A Solution for the Strange ISTEP Schedule

Elizabeth Allen, Staff Writer

Anyone who has attended an Indiana school from 1987 to 2019 may be familiar with the state-mandated test, ISTEP. ISTEP tests children and teenagers over english, math, science, and history (some depending on grade level or classes taken). 

In many schools, ISTEP disrupts schedules for non test takers. It is no different at BHSS, with the result being a confusing schedule and inconsistent times for class periods. Even before testing days, class periods are taken up by review and students are assigned to panther pluses just to learn how to do the test. 

While ISTEP has many criticisms, including teaching focus on the test, schools receiving funding based on scores, and students feeling unmotivated to explore material, ISTEP’s disruption to the schedule is on everyone’s minds. 

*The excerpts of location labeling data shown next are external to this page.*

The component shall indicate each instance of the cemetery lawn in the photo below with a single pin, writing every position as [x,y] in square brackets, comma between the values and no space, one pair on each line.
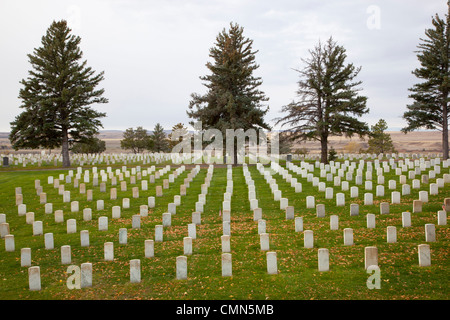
[298,276]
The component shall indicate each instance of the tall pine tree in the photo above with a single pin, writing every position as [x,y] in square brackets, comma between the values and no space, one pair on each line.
[233,100]
[379,141]
[159,139]
[56,96]
[329,103]
[430,108]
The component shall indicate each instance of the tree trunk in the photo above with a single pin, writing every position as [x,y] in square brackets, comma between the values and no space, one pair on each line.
[65,149]
[324,150]
[445,137]
[235,155]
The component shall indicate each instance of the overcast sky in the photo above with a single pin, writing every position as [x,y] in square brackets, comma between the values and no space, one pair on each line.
[153,52]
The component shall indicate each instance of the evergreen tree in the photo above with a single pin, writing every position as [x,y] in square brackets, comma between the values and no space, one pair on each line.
[159,139]
[93,145]
[136,140]
[57,95]
[430,108]
[379,141]
[329,102]
[181,131]
[233,100]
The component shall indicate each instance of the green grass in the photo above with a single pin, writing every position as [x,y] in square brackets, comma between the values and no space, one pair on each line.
[298,278]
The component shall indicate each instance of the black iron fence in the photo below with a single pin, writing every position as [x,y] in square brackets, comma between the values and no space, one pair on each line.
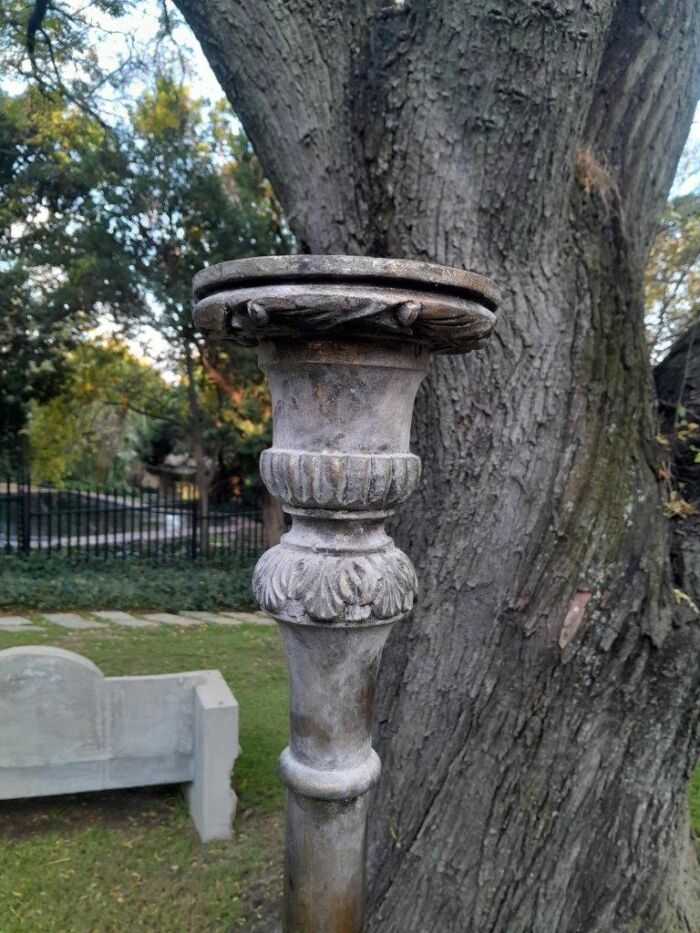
[89,523]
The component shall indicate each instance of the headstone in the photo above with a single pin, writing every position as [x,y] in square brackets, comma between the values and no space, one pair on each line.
[122,618]
[66,728]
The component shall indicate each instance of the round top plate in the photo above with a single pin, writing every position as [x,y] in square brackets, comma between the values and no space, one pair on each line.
[397,272]
[450,310]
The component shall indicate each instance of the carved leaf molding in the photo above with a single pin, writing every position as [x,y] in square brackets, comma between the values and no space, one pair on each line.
[297,584]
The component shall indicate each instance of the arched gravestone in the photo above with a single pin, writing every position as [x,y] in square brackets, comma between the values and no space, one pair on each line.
[66,728]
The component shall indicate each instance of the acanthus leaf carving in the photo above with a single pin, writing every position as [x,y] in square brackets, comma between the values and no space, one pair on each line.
[305,585]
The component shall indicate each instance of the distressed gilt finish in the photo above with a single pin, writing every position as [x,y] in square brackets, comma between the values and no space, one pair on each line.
[345,342]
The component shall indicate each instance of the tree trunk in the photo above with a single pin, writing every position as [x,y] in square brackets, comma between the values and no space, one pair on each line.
[538,716]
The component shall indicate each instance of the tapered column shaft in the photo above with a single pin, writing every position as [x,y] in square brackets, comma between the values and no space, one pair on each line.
[345,343]
[329,768]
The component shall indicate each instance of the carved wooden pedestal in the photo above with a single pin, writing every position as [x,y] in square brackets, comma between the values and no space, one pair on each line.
[345,343]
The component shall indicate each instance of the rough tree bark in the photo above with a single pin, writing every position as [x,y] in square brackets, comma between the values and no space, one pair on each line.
[538,717]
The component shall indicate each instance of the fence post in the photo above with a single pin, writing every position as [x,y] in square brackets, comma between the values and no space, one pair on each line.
[195,527]
[27,516]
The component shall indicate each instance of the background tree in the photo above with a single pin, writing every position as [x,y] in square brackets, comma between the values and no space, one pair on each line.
[539,717]
[105,227]
[672,280]
[91,429]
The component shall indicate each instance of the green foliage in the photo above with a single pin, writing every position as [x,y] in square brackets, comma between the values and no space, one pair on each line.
[91,428]
[672,281]
[130,860]
[694,798]
[36,582]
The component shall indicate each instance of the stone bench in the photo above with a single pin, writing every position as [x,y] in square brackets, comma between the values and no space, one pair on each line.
[66,728]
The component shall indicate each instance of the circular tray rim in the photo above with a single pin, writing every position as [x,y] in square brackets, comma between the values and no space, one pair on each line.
[260,270]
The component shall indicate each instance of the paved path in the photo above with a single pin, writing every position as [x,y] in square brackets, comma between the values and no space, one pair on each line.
[105,617]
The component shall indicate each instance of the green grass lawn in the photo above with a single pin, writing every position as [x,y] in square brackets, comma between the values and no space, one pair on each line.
[130,860]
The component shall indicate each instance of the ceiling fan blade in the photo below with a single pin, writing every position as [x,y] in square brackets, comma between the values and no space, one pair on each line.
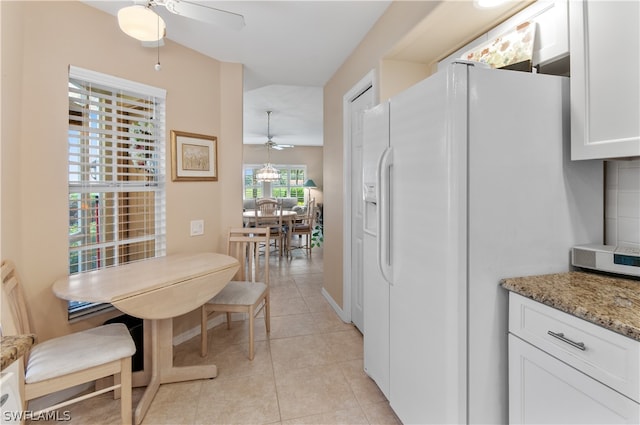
[206,14]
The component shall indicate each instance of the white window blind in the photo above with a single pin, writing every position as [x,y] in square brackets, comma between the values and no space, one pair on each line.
[290,184]
[116,146]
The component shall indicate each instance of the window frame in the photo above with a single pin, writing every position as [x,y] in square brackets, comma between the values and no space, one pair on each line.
[260,187]
[108,168]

Many students and teachers are frustrated with the strange schedule, and wonder what solutions could be introduced so that non test takers don’t have to fret about schedule changes. This potential solution is something that many students hope for anyway–a day off. 

Giving non test takers the day off, and having the test takers come into school as normal would allow test takers to finish their exams in a day or two, and there would be plenty of classrooms or computer labs available for the test. 

While it might seem unfair for test takers to not get time off, when they enter a grade where they are not taking ISTEP, they will get their own time off, and things will even out, and if a student misses a testing day (willingly or not), they could still be allowed time for the test later on in the week

With this change, the schedule would stop being strange, and teachers and students would no longer worry about that aspect of ISTEP testing. 

While standardized testing still has many other criticisms in general, allowing test takers to complete their testing within only a couple days could allow more time for teaching and learning things that aren’t test-focused. 

A simple change such as this one may open up more opportunities for changes within standardized testing in Indiana.